Волновалась, говорила сквозь слезы прерывисто, горячо, с искренним чувством. Смешная, милая девчушка! Тогда он посмеялся над ее слезами, уехал и забыл. И ни разу не вспомнил с тех пор. Странно! Да что же тут странного?
Что такого, если взрослый серьезный, деловой человек, которому мечтательная девочка, совсем еще дитя, сказала: «Я вас люблю», снисходительно улыбнулся, не обращая на нее внимания, уехал и забыл? А что было вспоминать? Зачем? Но почему же сейчас так забилось и так встрепенулось сердце, будто его обожгло огнем?
— Глупо! Как глупо! — упрекал себя Черкасов, стоя в коридоре.— Волнуюсь как зеленый юнец, подстерегающий, в сущности, незнакомую женщину, ловлю ее, не даю проходу, думаю только о ней, все выбросил из головы, не помню, куда еду, не знаю — зачем! Чего хочу? Какое-то безумие!
Досадуя и негодуя, он не находил в себе сил уйти из коридора, ждал, когда она появится.

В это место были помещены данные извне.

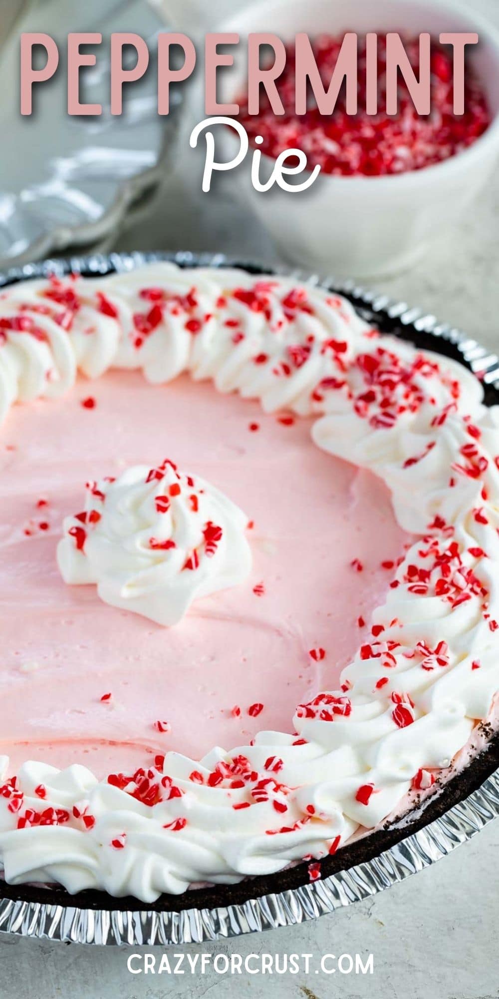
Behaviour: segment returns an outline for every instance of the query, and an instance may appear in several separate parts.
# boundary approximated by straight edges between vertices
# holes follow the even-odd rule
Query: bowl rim
[[[460,2],[460,0],[398,0],[400,5],[400,11],[402,12],[404,7],[409,8],[413,3],[417,3],[417,6],[427,7],[429,10],[442,10],[446,14],[455,14],[457,17],[462,17],[464,20],[473,21],[475,30],[478,33],[478,40],[487,41],[495,53],[497,61],[497,73],[499,75],[499,28],[482,14],[470,14],[469,10]],[[302,0],[257,0],[256,3],[250,4],[239,14],[232,14],[231,17],[225,18],[218,27],[224,31],[237,31],[241,33],[241,24],[244,24],[244,32],[250,31],[250,21],[255,22],[258,16],[261,14],[264,23],[269,16],[269,11],[272,10],[282,10],[285,11],[289,6],[302,6]],[[325,6],[325,0],[324,0]],[[402,25],[400,25],[402,27]],[[231,95],[231,96],[234,96]],[[251,148],[251,147],[250,147]],[[461,168],[470,167],[484,158],[484,155],[492,153],[495,149],[496,156],[499,155],[499,102],[498,107],[491,119],[490,124],[471,146],[466,149],[460,150],[453,156],[449,156],[446,160],[442,160],[439,163],[433,163],[426,167],[421,167],[420,170],[407,170],[400,174],[388,174],[382,176],[337,176],[333,174],[326,174],[320,171],[321,183],[324,183],[324,178],[327,179],[329,186],[335,183],[338,187],[341,186],[343,189],[350,188],[350,190],[358,186],[359,184],[375,184],[377,191],[382,191],[383,189],[390,190],[395,184],[397,185],[397,192],[402,191],[404,188],[417,187],[422,188],[431,184],[433,180],[445,180],[445,175],[448,177],[453,176],[461,171]],[[275,163],[275,159],[268,156],[266,153],[261,153],[261,161],[268,167],[270,171],[272,164]],[[310,170],[304,170],[302,176],[309,176]]]

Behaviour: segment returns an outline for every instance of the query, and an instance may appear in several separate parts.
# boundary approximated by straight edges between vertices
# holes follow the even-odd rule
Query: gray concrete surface
[[[474,0],[499,25],[498,0]],[[189,158],[188,158],[189,159]],[[216,197],[197,192],[189,164],[166,183],[154,210],[116,241],[115,249],[217,250],[274,259],[260,229],[226,188]],[[193,191],[195,192],[193,194]],[[420,304],[499,349],[499,178],[472,216],[428,252],[410,273],[378,281],[390,295]],[[316,923],[203,948],[215,955],[313,955],[309,975],[177,977],[131,975],[127,957],[139,948],[85,948],[0,938],[0,997],[20,999],[157,999],[175,990],[193,999],[272,994],[275,999],[492,999],[499,994],[499,825],[492,824],[451,856],[368,902]],[[181,948],[174,948],[178,952]],[[322,954],[374,956],[372,976],[315,974]],[[270,993],[270,989],[272,992]]]

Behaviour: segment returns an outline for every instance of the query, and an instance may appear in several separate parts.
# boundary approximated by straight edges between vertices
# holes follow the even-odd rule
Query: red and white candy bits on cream
[[[0,785],[10,882],[55,880],[71,892],[98,887],[149,902],[305,857],[315,877],[322,857],[410,812],[469,762],[497,728],[499,689],[499,408],[483,405],[472,374],[380,335],[325,289],[240,270],[154,264],[103,279],[19,283],[0,296],[0,332],[5,416],[16,402],[69,389],[77,369],[91,377],[113,370],[76,406],[59,400],[37,410],[42,421],[58,408],[60,427],[74,406],[71,462],[61,432],[64,460],[44,439],[36,461],[25,458],[30,407],[7,421],[2,571],[21,573],[27,633],[18,626],[14,638],[7,621],[3,636],[11,663],[2,666],[11,698],[3,742],[16,759],[15,768],[2,759]],[[132,380],[118,369],[157,385],[180,378],[169,389],[127,382],[130,412],[118,414],[119,380]],[[215,384],[210,403],[207,387],[187,375]],[[259,401],[263,412],[221,395],[229,393]],[[95,405],[81,406],[85,398]],[[67,505],[67,480],[95,463],[100,421],[108,444],[119,441],[124,452],[128,427],[141,461],[146,453],[154,461],[149,438],[156,449],[168,430],[181,467],[191,468],[198,448],[192,467],[204,477],[208,470],[224,494],[169,463],[138,467],[127,452],[120,468],[102,469],[108,479],[89,484],[59,541],[63,516],[78,509],[76,497]],[[29,506],[15,478],[31,483],[35,473]],[[382,484],[397,521],[390,533],[384,518],[385,534]],[[26,523],[18,506],[29,507]],[[265,533],[269,512],[281,534]],[[348,534],[355,515],[358,531]],[[364,536],[360,547],[362,517],[368,543]],[[91,586],[62,586],[58,541],[68,581],[97,583],[103,599],[137,613],[104,605]],[[369,586],[372,602],[362,603]],[[354,641],[347,655],[341,628],[334,639],[326,631],[334,587],[351,609],[351,621],[346,604],[339,612]],[[64,603],[68,591],[81,599]],[[198,602],[202,592],[214,595]],[[173,626],[155,628],[148,617]],[[76,672],[61,655],[63,637],[68,655],[80,656]],[[51,684],[43,681],[48,659]],[[165,677],[170,699],[159,696]],[[292,721],[292,708],[280,720],[289,689],[299,703]],[[212,724],[224,739],[190,750],[196,738],[208,741]],[[20,758],[23,741],[30,749]]]
[[[246,579],[247,526],[236,503],[166,460],[88,483],[57,559],[65,582],[97,583],[105,603],[177,624],[193,600]]]

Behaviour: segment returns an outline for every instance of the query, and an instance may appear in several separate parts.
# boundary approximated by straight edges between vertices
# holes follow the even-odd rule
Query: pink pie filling
[[[82,406],[89,391],[94,408]],[[322,454],[309,431],[212,385],[153,388],[136,373],[11,412],[0,445],[0,753],[11,772],[41,759],[102,777],[169,749],[200,757],[261,728],[291,731],[297,703],[337,686],[389,583],[381,562],[407,535],[385,487]],[[66,585],[55,555],[86,480],[166,457],[254,521],[250,578],[170,629],[104,604],[95,586]]]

С каждой минутой волнение росло, он боялся, что она не выйдет до последнего момента, а потом пройдет мимо, и он не успеет даже слова сказать, как она шагнет на перрон и снова исчезнет из его жизни на много лет, может быть, навсегда.
Внешность обманчива, по ней не всегда можно верно судить о человеке
Нет, это немыслимо, невозможно. Он непременно должен поговорить с ней, расспросить, узнать, объясниться, сказать о себе. Да что сказать? В чем объясниться? Собственно, что ему до нее, зачем ему она? Столько лет не думал о ней, даже ни разу не вспомнил, так что же теперь изменилось? У нее своя жизнь, у него своя. Кто она теперь, чем занимается, какая? Внешность обманчива, по ней не всегда можно верно судить о человеке.
На встречу уже потянулись пригородные кварталы Питера, поезд приближался к цели. Черкасов не находил себе места, беспокойно топтался у окна, нетерпеливым взглядом смотрел на дверь купе, где была женщина его юности. Кажется, среди оживленных громких голосов прорывался и ее голос.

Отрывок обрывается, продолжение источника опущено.